I leave it to the public to decide whether it was the intention of the government to impose VAT on medical services including doctor’s consultations and hospital fees.
I refer to the Budget Debate and specifically the 49th Session of the 11th Parliament. The record for that session reports a PPP/C member of parliament, in his presentation, asking the government to state how much money it would make by imposing the 14% VAT on medicines and health services. The opposition MP also demanded to know the economic impact, including on the poor, of such measures.
The PPP/C MP said that the imposition of the VAT on health services and medicines would have a negative impact on public health gains, including the fight against HIV, since VAT would be placed on condoms.
A government Minister in response said as follows and I quote, “I want to say to this House that there is a public hospital which is free, that offers all the services to the poor people of this country. If anybody wishes to go to a private hospital it means the person has money.
If you want to have cosmetic $2M expense at the dentist, then you must pay VAT.”
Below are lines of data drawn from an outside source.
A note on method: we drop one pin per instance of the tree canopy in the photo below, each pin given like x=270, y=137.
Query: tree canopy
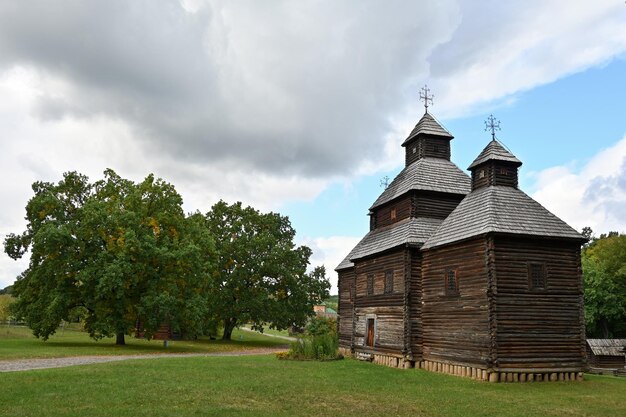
x=261, y=275
x=121, y=251
x=604, y=273
x=125, y=257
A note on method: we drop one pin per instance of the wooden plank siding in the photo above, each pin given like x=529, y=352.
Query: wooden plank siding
x=434, y=205
x=387, y=309
x=456, y=327
x=345, y=284
x=495, y=173
x=427, y=146
x=383, y=215
x=539, y=328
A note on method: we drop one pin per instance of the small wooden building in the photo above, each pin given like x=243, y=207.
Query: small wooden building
x=606, y=353
x=464, y=274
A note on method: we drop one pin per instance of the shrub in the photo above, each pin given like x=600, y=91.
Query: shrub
x=318, y=326
x=5, y=304
x=319, y=341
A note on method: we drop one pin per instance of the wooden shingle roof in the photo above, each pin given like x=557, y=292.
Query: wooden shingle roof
x=494, y=151
x=607, y=347
x=427, y=174
x=428, y=125
x=499, y=209
x=412, y=231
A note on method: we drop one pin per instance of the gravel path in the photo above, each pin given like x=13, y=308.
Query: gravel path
x=29, y=364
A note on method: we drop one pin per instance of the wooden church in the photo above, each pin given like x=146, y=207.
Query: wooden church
x=462, y=274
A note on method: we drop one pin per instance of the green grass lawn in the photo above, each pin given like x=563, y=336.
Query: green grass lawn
x=19, y=343
x=265, y=386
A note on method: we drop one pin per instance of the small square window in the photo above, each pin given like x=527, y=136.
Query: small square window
x=452, y=282
x=388, y=282
x=370, y=284
x=537, y=276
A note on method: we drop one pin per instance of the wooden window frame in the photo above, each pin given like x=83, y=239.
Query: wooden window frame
x=532, y=282
x=389, y=281
x=369, y=319
x=451, y=292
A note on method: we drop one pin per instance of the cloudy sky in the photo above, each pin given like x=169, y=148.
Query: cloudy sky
x=301, y=106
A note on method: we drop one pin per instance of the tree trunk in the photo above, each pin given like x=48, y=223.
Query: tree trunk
x=229, y=326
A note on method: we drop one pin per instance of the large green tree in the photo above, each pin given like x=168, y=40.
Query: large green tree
x=123, y=252
x=604, y=273
x=261, y=275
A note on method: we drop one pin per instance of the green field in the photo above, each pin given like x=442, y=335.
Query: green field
x=19, y=343
x=265, y=386
x=262, y=385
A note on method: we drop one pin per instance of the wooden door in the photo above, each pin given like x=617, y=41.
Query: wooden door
x=370, y=333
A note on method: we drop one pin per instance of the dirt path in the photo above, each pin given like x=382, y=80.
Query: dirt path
x=45, y=363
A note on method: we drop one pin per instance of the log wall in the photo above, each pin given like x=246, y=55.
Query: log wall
x=414, y=306
x=539, y=328
x=456, y=327
x=387, y=309
x=345, y=284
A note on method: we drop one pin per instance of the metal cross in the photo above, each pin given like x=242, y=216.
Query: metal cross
x=492, y=124
x=424, y=96
x=384, y=182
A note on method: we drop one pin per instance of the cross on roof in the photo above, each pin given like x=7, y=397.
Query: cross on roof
x=424, y=96
x=384, y=182
x=492, y=124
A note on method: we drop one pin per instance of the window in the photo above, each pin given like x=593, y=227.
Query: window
x=537, y=276
x=371, y=331
x=370, y=284
x=388, y=282
x=452, y=282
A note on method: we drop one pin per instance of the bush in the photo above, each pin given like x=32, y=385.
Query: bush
x=319, y=341
x=319, y=326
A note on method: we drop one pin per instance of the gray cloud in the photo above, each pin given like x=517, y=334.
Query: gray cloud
x=292, y=87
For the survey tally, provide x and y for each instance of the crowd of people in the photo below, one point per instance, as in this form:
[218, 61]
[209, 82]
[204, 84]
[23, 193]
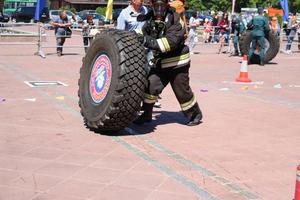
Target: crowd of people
[218, 27]
[215, 28]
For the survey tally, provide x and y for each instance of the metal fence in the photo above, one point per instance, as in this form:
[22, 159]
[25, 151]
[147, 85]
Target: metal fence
[39, 36]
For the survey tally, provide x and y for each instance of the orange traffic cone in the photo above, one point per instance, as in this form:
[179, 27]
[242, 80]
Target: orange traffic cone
[297, 189]
[244, 72]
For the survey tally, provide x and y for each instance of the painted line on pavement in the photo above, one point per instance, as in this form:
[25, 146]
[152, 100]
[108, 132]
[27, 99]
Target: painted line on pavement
[163, 168]
[182, 179]
[232, 187]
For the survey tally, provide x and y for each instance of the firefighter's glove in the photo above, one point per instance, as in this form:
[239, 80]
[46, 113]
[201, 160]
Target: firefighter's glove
[140, 38]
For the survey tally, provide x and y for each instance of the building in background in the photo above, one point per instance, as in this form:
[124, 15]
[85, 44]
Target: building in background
[86, 4]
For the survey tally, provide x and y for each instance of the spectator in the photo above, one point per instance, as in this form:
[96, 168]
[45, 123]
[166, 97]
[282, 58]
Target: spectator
[62, 30]
[127, 19]
[223, 24]
[193, 38]
[274, 25]
[293, 26]
[74, 22]
[216, 29]
[207, 30]
[237, 28]
[88, 24]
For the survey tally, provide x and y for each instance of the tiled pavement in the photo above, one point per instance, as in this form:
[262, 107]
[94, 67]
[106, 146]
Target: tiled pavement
[247, 147]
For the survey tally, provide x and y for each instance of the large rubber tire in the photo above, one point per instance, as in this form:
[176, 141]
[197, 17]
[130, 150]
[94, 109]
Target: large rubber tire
[112, 81]
[272, 46]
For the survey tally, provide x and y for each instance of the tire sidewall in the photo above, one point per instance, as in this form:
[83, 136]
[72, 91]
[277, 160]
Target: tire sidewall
[102, 45]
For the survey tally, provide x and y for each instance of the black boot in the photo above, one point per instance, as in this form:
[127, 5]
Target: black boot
[194, 115]
[146, 116]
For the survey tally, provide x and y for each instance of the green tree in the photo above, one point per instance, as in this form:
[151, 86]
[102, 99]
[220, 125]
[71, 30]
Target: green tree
[101, 10]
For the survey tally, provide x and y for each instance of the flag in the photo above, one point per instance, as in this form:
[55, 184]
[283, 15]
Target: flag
[40, 5]
[108, 13]
[285, 7]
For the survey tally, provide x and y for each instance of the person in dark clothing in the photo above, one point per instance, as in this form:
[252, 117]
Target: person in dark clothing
[88, 24]
[62, 30]
[163, 35]
[260, 26]
[237, 27]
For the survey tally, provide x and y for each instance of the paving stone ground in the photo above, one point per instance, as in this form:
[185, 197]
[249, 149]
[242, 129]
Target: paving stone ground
[246, 148]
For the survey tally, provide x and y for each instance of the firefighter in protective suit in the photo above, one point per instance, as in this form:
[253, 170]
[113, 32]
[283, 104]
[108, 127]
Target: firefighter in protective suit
[169, 60]
[260, 26]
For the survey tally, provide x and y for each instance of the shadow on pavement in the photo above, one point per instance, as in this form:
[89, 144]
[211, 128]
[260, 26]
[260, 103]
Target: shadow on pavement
[160, 118]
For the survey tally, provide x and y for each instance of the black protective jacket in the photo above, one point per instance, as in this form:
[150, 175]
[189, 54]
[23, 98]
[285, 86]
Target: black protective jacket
[166, 40]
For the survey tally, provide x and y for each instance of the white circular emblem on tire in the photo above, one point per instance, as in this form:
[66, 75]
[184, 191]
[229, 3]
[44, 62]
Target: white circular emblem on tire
[100, 78]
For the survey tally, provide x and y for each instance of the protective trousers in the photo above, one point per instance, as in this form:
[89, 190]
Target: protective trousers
[261, 42]
[179, 80]
[59, 43]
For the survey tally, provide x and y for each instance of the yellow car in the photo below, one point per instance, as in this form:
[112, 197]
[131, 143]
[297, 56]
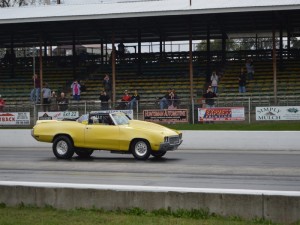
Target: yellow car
[115, 132]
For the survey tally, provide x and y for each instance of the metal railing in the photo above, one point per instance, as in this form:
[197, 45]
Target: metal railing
[83, 107]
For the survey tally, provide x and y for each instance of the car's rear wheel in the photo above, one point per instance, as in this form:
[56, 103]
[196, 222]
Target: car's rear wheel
[158, 154]
[63, 147]
[140, 149]
[84, 153]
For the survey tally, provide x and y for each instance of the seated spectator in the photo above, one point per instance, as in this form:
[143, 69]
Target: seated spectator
[124, 100]
[134, 99]
[62, 102]
[2, 103]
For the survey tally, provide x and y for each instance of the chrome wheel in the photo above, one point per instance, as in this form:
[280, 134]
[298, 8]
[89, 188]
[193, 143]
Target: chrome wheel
[141, 149]
[63, 147]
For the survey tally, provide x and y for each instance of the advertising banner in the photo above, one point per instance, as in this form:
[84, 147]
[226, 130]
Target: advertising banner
[221, 114]
[166, 115]
[128, 112]
[57, 115]
[278, 113]
[15, 118]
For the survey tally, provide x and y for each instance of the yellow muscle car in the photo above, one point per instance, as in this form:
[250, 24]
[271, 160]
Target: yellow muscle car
[115, 132]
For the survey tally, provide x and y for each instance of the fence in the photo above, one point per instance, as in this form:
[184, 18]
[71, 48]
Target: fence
[248, 104]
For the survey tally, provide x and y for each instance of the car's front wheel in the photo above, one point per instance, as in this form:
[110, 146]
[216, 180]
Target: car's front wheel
[157, 154]
[63, 147]
[83, 153]
[140, 149]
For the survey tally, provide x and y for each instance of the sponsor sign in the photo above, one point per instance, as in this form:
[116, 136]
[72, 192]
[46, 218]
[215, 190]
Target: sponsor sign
[278, 113]
[221, 114]
[15, 118]
[57, 115]
[128, 112]
[166, 115]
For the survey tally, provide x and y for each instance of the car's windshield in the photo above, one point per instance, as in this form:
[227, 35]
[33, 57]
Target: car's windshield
[120, 118]
[84, 117]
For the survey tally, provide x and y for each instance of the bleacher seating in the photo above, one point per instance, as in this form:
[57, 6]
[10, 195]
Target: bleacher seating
[154, 81]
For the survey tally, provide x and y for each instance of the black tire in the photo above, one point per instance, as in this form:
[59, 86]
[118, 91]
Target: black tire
[158, 154]
[140, 149]
[84, 153]
[63, 147]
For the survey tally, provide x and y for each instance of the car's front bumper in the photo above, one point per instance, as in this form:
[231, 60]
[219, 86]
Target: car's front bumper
[166, 146]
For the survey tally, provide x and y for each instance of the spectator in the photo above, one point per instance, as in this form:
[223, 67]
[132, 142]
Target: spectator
[173, 100]
[124, 100]
[209, 98]
[2, 103]
[121, 49]
[82, 86]
[53, 102]
[35, 92]
[164, 101]
[242, 81]
[107, 84]
[134, 99]
[104, 100]
[214, 81]
[75, 90]
[250, 69]
[46, 92]
[62, 102]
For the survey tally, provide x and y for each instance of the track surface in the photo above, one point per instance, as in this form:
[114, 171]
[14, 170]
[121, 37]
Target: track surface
[252, 170]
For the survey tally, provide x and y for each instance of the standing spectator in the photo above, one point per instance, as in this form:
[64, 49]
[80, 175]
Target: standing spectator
[134, 99]
[164, 101]
[124, 100]
[2, 103]
[173, 100]
[107, 84]
[82, 86]
[46, 92]
[121, 49]
[250, 69]
[75, 90]
[242, 81]
[214, 81]
[62, 102]
[104, 100]
[209, 98]
[35, 92]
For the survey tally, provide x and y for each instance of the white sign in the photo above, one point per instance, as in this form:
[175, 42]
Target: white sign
[278, 113]
[221, 114]
[57, 115]
[128, 112]
[15, 118]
I leave it, as stated before, to the public to decide whether the government was denying that it was imposing VAT on medical services or whether it was justifying the proposed imposition of such taxation on medical services.
Now that we have heard from the GRA that there is no VAT on medical services, the question has to be asked as to whether the government has backed down from imposing VAT on medical services.
The answer to that question has implications for the VAT on private education, because almost the same justification was used in relation to VAT on private education.
It was stated that public education is free and therefore does not attract VAT. In other words, if you cannot afford to pay the VAT on private education, you have a choice to attend public schools. This is similar to what was said about VAT on private medical services.
There was hardly any mention in the Budget debates about VAT on private education.
But as mentioned above, comments were made about VAT on medicines and medical services provided by private health care providers.
There are two main implications involved. The first is to question whether the imposition of VAT on private education is a substitution for VAT on private health care services. The government should clarify this issue by stating what its original intention was, when the Budget was first tabled.
The second implication is that if it was indeed a situation in which the government has backpedaled from imposing VAT on private health care, then the same can now be done for VAT on private education. The government does have the power to revoke VAT on private education.